Pre-Cambrian fossils. Very rarely has any clear trace of an organism been found in the most ancient chapters of the geological record, so many of their leaves have been destroyed and so far have their pages been defaced. Omitting structures whose organic nature has been questioned, there are left to mention a tiny seashell of one of the most lowly types,—a DISCINA from the pre-Cambrian rocks of the Colorado Canyon,—and from the pre-Cambrian rocks of Montana trails of annelid worms and casts of their burrows in ancient beaches, and fragments of the tests of crustaceans. These diverse forms indicate that before the Algonkian had closed, life was abundant and had widely differentiated. We may expect that other forms will be discovered as the rocks are closely searched.

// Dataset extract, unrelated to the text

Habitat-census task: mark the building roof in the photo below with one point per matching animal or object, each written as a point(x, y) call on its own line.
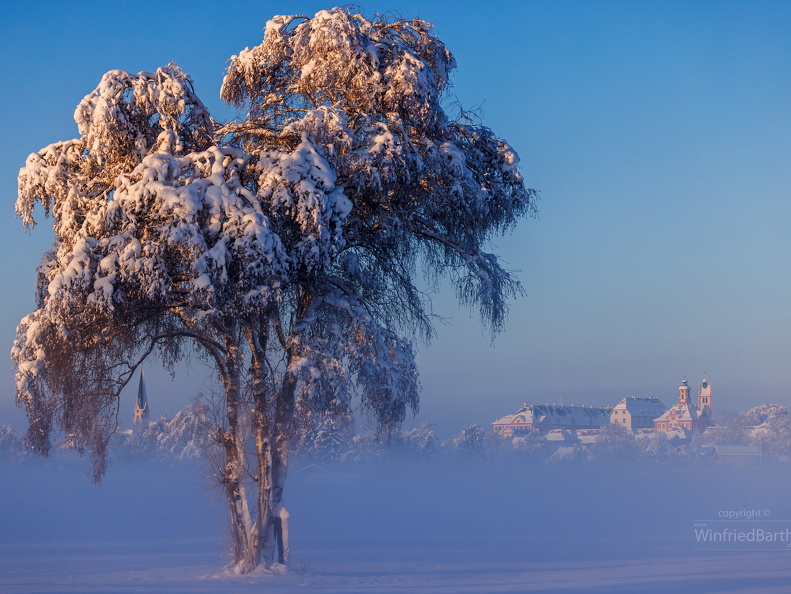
point(682, 412)
point(642, 407)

Pre-Cambrian geography. Our knowledge is far too meager to warrant an attempt to draw the varying outlines of sea and land during the Archean and Algonkian eras. Pre-Cambrian time probably was longer than all later geological time down to the present, as we may infer from the vast thicknesses of its rocks and the unconformities which part them. We know that during its long periods land masses again and again rose from the sea, were worn low, and were submerged and covered with the waste of other lands. But the formations of separated regions cannot be correlated because of the absence of fossils, and nothing more can be made out than the detached chapters of local histories, such as the outline given of the district about Lake Superior.

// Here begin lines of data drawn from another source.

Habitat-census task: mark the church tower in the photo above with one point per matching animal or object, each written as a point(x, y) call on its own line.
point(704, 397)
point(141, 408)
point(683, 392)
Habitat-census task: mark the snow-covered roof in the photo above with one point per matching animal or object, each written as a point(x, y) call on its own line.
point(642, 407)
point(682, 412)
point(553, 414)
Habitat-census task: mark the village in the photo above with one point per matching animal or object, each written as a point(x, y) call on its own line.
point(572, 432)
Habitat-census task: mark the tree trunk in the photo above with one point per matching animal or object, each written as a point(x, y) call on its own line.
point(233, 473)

The pre-Cambrian rocks show no evidence of any forces then at work upon the earth except the forces which are at work upon it now. The most ancient sediments known are so like the sediments now being laid that we may infer that they were formed under conditions essentially similar to those of the present time. There is no proof that the sands of the pre-Cambrian sandstones were swept by any more powerful waves and currents than are offshore sands to-day, or that the muds of the pre-Cambrian shales settled to the sea floor in less quiet water than such muds settle in at present. The pre-Cambrian lands were, no doubt, worn by wind and weather, beaten by rain, and furrowed by streams as now, and, as now, they fronted the ocean with beaches on which waves dashed and along which tidal currents ran.
Perhaps the chief difference between the pre-Cambrian and the present was the absence of life upon the land. So far as we have any knowledge, no forests covered the mountain sides, no verdure carpeted the plains, and no animals lived on the ground or in the air. It is permitted to think of the most ancient lands as deserts of barren rock and rock waste swept by rains and trenched by powerful streams. We may therefore suppose that the processes of their destruction went on more rapidly than at present.